Les dernières statistiques de l’Agence de lutte contre le sida de l’État de Lagos révèlent qu’environ 160 000 résidents vivent actuellement avec le VIH. Sur cette population, 147 466 personnes suivent déjà un traitement antirétroviral. Ces données, couvrant la période de janvier à septembre 2025, ont été divulguées lors de la conférence de presse organisée pour la Journée mondiale du sida 2025.
Le traitement antirétroviral joue un rôle fondamental dans le contrôle de la progression du virus et la réduction des risques de transmission à d’autres personnes. Le nombre élevé de patients traités reflète les efforts des autorités sanitaires locales pour améliorer l’accès aux médicaments et promouvoir le dépistage régulier au sein de la population.
Les autorités de Lagos mettent en œuvre plusieurs programmes pour soutenir les personnes vivant avec le VIH. Ces initiatives incluent la distribution régulière de thérapies antirétrovirales, des campagnes d’information publique et un accès facilité aux services médicaux spécialisés. L’objectif central consiste à garantir à chaque patient un suivi adapté et personnalisé.
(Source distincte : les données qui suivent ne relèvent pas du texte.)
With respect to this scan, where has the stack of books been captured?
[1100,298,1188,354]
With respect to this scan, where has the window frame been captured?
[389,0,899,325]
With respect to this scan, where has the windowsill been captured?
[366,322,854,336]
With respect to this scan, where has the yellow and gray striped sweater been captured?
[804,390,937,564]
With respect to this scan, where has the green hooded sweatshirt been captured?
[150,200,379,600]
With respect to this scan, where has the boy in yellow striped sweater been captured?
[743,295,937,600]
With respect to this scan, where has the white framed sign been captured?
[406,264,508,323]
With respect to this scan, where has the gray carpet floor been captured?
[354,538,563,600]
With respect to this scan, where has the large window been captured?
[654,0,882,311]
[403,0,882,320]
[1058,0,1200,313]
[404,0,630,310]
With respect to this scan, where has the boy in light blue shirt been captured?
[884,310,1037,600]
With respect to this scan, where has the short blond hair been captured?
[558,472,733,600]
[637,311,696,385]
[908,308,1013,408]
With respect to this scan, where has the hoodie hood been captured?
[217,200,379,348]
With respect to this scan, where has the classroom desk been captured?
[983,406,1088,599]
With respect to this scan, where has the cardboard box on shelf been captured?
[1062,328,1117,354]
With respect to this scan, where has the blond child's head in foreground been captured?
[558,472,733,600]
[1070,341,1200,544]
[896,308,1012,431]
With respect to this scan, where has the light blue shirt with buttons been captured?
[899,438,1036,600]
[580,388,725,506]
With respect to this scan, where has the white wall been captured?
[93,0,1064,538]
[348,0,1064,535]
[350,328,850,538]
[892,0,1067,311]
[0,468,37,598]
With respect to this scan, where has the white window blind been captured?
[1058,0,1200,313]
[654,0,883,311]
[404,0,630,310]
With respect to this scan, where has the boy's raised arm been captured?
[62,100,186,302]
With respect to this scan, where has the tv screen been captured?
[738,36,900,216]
Les résultats actuels montrent une adhérence correcte au traitement chez la majorité des patients, ce qui est crucial pour maintenir la santé et prévenir l’émergence de résistances médicamenteuses. Cependant, les responsables reconnaissent que la durabilité de ces progrès exige un engagement continu et des ressources adéquates pour couvrir toute la population concernée.